Oxide thickness measurements by infrared ellipsometry

Current interest' in anodized aluminum surfaces as substrates for adhesive bonding has created a need to measure the properties of the oxide layer in a non-contacting manner. Visible light ellipsometry is a very sensitive non-contacting technique for measuring the thickness of very thin films on smooth surfaces whose optical constants are known. However, the method is limited to film thicknesses which are generally less than 2000 Å and validity is lost when there is appreciable scattering caused by the roughness of the substrate and the structure of the oxide itself.
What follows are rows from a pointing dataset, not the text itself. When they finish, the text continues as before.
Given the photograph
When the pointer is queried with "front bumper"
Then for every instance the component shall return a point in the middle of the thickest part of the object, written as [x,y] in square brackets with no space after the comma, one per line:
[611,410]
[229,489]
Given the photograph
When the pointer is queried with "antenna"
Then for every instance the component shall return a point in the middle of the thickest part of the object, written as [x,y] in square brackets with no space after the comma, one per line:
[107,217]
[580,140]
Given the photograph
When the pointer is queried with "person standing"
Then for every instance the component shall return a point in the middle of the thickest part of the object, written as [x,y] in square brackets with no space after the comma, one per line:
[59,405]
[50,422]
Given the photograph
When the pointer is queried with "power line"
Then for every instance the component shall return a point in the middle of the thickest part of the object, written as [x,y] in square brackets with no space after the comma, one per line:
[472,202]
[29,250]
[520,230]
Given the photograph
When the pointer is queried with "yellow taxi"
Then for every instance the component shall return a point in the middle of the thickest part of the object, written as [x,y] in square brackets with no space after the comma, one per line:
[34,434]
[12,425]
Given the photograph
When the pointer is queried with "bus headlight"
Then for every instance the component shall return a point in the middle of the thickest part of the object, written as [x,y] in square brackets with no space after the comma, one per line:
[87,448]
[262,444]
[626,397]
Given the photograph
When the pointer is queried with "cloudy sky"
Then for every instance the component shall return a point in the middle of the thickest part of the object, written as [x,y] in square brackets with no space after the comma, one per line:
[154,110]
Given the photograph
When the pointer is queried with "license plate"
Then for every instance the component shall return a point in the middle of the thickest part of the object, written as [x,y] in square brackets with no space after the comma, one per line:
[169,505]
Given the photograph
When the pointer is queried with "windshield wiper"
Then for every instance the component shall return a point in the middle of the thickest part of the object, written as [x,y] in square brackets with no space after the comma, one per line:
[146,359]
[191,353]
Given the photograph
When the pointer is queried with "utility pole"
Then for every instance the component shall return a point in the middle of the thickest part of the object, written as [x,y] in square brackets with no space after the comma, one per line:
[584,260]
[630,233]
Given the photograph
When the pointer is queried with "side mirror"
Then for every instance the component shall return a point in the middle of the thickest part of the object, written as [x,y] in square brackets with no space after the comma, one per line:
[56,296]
These objections become much less severe if the operating wavelength is in the infrared region. Such an infrared ellipsometer has been developed to measure the thickness of oxides produced by anodization of aluminum with production-finished surfaces. The instrument operates with a 10.6 μm beam from a low power CO₂ laser and uses a 6328 Å beam from a He-Ne laser for alignment and location of the measurement region. The oxides were formed on unclad 7075 aluminum by anodization in an ammonium pentaborate solution at constant current to termination voltages of from 25 to 275 V in 25 V increments. The measured ellipsometric quantities Δ and ψ were used to compute the corresponding metal oxide film thicknesses using a complex refractive index N = 2.39?i41.36 for the substrate. The results for a film refractive index of 1.50 were in close agreement with those measured with a scanning electron microscope. Elemental concentration profiles for each surface were made by Auger electron spectroscopy.